This summer, some of my girls’ friends decided it would be fun to have a club – an American Girl club. The plan was to meet once a week for a few hours of fun activities: making crafts for their dolls, watching some of the American Girl movies, or discussing one of the books. The group of 7-12 year olds was going to plan and conduct the meetings themselves, and the club was going to be their own, without any moms being involved.
The first meeting began with the election of officers, and some of the girls had their feelings hurt in the process. The next two meetings resulted in even more disagreements, and friendships were becoming strained. Last week the girls came to a cross roads: should the club continue as is, or should the parents become more involved?
Perhaps the girls should be allowed to work out the problems themselves, since figuring out relationships is a part of life. But these are young girls, many of whom haven’t had to deal with these types of issues. Because homeschooling allows us to choose who our children socialize with, we’ve been able to find friends who share the same values, and consequently they haven’t had very much to work out — that is, until the club started.

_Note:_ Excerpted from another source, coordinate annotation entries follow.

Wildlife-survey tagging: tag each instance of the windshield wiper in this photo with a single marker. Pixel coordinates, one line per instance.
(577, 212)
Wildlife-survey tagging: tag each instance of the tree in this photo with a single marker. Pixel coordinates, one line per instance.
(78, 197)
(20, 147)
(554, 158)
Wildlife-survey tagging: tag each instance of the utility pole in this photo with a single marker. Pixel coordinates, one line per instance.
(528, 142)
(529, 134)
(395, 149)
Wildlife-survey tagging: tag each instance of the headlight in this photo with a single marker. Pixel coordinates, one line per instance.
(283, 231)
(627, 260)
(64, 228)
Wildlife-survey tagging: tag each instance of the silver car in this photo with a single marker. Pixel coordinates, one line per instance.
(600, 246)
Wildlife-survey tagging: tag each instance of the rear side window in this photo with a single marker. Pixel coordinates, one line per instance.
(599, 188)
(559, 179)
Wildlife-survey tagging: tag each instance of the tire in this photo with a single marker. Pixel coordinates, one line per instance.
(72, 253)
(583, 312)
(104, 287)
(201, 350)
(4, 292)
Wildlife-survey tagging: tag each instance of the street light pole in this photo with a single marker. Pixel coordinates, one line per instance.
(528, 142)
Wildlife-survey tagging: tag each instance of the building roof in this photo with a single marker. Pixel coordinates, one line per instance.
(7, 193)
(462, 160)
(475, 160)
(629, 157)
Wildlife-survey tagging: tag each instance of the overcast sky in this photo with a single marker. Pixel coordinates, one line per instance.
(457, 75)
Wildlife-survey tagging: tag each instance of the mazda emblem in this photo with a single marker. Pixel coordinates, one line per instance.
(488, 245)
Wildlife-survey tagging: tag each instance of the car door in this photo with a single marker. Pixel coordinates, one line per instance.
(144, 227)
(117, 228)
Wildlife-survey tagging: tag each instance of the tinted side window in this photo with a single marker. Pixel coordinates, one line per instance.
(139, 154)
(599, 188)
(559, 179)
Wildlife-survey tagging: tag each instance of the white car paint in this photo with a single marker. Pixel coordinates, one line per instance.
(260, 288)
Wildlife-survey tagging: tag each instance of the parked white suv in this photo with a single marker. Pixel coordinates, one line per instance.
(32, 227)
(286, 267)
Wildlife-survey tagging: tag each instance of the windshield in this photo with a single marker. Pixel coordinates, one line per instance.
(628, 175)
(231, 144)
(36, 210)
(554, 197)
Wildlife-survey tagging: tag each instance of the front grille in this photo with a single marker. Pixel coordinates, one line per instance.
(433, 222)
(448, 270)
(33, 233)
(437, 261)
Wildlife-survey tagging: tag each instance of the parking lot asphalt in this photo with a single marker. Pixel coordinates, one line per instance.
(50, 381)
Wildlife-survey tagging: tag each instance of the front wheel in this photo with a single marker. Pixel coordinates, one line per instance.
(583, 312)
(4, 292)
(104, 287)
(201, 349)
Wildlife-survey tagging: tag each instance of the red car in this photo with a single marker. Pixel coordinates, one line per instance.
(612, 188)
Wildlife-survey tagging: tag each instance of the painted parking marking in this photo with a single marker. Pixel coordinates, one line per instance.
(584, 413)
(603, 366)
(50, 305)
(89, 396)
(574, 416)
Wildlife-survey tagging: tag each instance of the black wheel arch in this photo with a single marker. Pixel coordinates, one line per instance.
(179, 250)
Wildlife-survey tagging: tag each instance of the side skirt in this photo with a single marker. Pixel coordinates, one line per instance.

But I’m convinced they need direction. They need a parent to sit in on the meetings and monitor what is said and how it is said. The girls can still come up with their own ideas – they just need someone there to teach them how to conduct a meeting, how to respond kindly to each other, and how to compromise when necessary.
The moms are now working out a plan so the club will benefit all involved. Hopefully the girls will learn more than leadership; they’ll learn a lot about friendship as well.
Like many homeschooling families, we are on a limited budget, and I try to help stretch our income as far as I can. When both my girls wanted an American Girl doll one Christmas, I was able to purchase two very nice pre-owned dolls off of eBay at a fraction of the retail price. They’ve loved the dolls for just over a year now, and it’s beginning to show.
The Mattel Company (who now produces the dolls) has a doll hospital where you can send your doll for some TLC and repairs. There’s a charge for each repair, however, plus shipping charges each way. Our dolls had a few marks on them and frizzy hair – not quite enough for me to justify the extra expense. So instead I went online and searched for ideas.
I found where several people recommended using Clearasil (or the store brand) for getting rid of ink stains and pen marks on the doll’s plastic skin (not the soft body). We followed the directions, rubbing a little bit onto the stain and then placing the doll in direct light (we used a lamp) for almost the whole day. Imagine our surprise when the stain disappeared – even the permanent marker!
Next I came across a wonderful site called JustMagicDolls.com. The author of this site takes you step by step on how to repair your doll, from brushing the hair correctly to reattaching limbs. Following the steps outlined on the site, my oldest daughter and I washed, conditioned, and steamed her doll’s hair, making it look smooth, shiny, and beautiful again.
Now my daughter plans to open up small “doll hospital” of our own, where she can take care of her friends’ dolls as well. We were both excited — what a great way to serve others! Perhaps one day she’ll even turn it into a small business, learning those life lessons as well.